Monsieur [J] expose qu’il occupait le poste de maçon au sein de la société SASU MGGM ; qu’il a conservé de l’accident des séquelles au niveau de la cheville et du pied gauche ; que cela le handicape dans l’exercice de son métier qui est exclusivement physique ; qu’il a repris son travail 6 mois après l’accident avec un aménagement de ses tâches.
Il se prévaut d’une part d’une pénibilité accrue. Il précise à cet égard qu’il occupait le poste de manoeuvre. Pour justifier de ce préjudice, il produit au débat une attestation de son employeur ainsi que d’un collègue de travail.
Monsieur [J] considère, d’autre part, qu’il subit une perte de chance professionnelle et une dévalorisation sur le marché de l’emploi. Il fait valoir qu’il a dû adapter son activité et qu’il ne peut plus prétendre à l’évolution de carrière qui aurait dû être la sienne.
Monsieur [J] soutient que ce poste ne peut pas être évalué de façon forfaitaire. Il l’évalue sur la base de son salaire annuel qu’il fixe à 20.995 €, auquel il applique un coefficient d’incidence professionnelle de 10 %, qu’il capitalise jusqu’à l’âge de 62 ans. Il demande ainsi la somme de 60.795 €.
Subsidiairement, il demande la somme de 50.000 €.
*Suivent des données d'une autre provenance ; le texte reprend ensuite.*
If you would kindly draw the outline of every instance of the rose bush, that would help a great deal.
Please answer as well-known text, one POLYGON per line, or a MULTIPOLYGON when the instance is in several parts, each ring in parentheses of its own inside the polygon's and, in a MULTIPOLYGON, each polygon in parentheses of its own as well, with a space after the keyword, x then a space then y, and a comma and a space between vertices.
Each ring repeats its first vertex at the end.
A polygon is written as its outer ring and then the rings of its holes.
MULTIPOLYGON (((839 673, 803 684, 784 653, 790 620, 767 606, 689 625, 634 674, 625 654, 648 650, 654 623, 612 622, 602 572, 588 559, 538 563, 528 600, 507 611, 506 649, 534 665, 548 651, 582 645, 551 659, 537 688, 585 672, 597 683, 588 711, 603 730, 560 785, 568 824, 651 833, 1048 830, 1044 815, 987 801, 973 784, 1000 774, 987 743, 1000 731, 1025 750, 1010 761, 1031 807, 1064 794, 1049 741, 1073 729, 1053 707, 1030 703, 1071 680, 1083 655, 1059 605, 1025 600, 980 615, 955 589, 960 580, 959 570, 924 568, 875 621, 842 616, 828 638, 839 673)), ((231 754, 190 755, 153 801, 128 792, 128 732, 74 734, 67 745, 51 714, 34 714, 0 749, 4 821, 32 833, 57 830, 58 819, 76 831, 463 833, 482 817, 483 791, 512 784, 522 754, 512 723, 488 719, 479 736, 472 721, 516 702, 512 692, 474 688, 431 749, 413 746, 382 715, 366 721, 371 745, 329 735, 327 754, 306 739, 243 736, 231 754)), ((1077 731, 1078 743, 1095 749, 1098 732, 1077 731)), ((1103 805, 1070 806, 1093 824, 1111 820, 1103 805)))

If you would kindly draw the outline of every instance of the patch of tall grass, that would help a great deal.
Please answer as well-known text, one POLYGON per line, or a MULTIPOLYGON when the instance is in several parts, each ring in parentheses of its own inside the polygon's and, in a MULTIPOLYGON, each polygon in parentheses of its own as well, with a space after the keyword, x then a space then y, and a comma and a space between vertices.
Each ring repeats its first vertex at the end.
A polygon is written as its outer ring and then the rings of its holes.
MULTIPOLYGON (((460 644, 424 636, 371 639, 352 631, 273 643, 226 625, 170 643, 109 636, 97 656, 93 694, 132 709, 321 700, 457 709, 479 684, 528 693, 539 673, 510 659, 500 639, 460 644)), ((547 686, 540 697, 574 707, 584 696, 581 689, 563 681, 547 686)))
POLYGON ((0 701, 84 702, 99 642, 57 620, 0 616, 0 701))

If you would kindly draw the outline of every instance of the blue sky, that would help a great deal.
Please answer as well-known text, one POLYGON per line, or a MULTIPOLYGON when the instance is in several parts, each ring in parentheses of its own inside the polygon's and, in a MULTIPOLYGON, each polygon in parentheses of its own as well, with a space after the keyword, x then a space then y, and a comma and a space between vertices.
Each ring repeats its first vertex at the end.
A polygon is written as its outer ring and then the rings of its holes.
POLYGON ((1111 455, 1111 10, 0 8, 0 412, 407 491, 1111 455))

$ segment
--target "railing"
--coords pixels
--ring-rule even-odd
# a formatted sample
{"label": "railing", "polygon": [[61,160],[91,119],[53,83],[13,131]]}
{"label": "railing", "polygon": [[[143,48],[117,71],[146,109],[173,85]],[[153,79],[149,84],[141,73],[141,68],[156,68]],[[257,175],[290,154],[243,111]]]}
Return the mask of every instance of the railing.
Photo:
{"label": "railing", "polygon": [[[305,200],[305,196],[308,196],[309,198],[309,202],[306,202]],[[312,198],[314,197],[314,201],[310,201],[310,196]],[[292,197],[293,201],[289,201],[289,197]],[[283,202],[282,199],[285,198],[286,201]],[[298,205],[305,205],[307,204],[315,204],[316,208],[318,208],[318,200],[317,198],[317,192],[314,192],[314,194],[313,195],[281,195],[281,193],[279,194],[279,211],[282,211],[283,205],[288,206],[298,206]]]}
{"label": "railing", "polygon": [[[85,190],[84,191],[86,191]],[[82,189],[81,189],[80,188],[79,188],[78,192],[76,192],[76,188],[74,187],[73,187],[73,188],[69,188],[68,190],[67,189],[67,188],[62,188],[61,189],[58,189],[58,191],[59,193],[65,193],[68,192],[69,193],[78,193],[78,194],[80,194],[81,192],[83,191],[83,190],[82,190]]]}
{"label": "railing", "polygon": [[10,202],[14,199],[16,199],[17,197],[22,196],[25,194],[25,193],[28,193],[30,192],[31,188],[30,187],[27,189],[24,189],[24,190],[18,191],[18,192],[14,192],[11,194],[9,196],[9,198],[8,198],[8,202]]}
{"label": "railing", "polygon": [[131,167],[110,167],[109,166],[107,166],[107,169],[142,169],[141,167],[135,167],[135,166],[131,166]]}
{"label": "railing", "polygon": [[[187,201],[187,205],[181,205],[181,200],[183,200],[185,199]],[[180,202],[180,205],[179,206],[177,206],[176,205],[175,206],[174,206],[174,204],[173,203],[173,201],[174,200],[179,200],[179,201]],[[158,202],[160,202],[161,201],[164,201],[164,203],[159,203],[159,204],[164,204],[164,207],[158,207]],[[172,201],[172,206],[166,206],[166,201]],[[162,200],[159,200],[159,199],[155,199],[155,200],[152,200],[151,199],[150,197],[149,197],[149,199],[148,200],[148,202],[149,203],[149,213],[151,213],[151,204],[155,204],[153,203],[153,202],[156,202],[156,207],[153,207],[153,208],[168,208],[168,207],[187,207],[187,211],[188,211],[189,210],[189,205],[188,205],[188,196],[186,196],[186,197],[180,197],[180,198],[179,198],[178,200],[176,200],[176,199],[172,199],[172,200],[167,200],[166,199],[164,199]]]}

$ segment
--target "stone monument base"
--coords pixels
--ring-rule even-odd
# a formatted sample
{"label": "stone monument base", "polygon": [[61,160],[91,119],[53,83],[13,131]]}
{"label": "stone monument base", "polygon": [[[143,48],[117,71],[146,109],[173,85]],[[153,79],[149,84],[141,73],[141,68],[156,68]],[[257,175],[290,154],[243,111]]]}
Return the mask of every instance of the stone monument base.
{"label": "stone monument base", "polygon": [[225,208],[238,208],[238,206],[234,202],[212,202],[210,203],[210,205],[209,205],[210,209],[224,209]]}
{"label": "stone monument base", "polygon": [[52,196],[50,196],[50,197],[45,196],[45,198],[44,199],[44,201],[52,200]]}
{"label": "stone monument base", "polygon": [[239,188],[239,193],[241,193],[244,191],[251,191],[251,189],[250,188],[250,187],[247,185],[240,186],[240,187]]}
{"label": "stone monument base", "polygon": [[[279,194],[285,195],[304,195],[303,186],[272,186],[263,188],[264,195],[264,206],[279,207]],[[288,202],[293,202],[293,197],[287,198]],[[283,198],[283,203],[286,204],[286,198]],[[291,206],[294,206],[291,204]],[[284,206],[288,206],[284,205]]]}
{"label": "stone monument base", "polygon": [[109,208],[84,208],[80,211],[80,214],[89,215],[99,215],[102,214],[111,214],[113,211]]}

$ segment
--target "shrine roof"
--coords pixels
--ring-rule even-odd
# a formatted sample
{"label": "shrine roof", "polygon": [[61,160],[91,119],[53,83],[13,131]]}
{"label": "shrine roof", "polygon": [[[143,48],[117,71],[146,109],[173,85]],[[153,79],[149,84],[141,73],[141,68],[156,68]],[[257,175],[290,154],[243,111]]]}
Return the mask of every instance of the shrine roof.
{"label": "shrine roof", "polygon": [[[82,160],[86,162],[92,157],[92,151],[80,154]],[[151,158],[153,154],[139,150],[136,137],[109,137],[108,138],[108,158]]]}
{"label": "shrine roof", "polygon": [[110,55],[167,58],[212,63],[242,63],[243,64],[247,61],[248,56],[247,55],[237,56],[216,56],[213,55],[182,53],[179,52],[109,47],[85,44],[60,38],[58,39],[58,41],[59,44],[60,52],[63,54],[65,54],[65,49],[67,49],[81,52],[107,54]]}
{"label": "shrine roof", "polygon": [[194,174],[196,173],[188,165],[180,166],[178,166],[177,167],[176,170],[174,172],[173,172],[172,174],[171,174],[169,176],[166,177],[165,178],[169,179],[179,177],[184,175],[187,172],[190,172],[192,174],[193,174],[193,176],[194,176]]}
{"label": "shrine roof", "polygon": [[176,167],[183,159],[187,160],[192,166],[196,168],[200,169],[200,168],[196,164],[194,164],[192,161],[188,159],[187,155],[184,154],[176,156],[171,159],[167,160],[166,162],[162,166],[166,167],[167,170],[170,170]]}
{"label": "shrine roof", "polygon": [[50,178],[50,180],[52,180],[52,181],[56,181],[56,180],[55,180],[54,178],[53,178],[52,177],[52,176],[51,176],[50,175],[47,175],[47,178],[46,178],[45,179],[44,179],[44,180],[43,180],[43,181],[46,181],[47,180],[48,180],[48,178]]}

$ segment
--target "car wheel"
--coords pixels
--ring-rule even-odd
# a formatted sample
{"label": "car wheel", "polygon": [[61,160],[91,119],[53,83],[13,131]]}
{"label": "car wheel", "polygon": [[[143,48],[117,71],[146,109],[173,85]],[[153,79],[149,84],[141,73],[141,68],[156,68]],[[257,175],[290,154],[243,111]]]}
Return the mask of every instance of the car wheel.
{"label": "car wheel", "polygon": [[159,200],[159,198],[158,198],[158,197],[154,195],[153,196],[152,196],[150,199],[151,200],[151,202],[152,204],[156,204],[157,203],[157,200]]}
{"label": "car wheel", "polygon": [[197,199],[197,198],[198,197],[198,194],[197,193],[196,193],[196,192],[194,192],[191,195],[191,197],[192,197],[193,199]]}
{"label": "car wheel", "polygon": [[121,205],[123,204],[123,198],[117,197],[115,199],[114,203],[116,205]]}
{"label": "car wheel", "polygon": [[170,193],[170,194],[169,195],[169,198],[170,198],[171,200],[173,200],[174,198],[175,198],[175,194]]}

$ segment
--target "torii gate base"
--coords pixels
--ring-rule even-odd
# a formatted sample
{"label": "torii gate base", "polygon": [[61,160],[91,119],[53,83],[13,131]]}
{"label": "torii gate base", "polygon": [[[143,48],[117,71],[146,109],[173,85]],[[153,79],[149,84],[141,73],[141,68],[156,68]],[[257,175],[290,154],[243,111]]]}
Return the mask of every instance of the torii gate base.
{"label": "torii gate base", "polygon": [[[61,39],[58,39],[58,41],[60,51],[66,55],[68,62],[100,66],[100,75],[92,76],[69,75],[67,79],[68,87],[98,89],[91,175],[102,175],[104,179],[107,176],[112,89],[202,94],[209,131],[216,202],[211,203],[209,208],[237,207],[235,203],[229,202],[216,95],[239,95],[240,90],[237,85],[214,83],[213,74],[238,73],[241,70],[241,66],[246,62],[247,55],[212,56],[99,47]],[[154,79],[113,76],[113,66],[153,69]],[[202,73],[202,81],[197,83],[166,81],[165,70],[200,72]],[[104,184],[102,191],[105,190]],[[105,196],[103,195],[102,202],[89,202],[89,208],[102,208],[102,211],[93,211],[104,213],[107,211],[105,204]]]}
La MATMUT soutient que le poste de Monsieur [J] n’a été aménagé que pendant une durée de 6 semaines après sa reprise. Elle s’oppose à la méthode de calcul proposée par le demandeur considérant que l’incidence professionnelle n’est pas proportionnelle aux revenus. Elle propose d’évaluer ce poste de préjudice à hauteur 10.000 euros. Elle demande la communication de la créance de la CPAM, Monsieur [J] étant susceptible de percevoir une rente AT.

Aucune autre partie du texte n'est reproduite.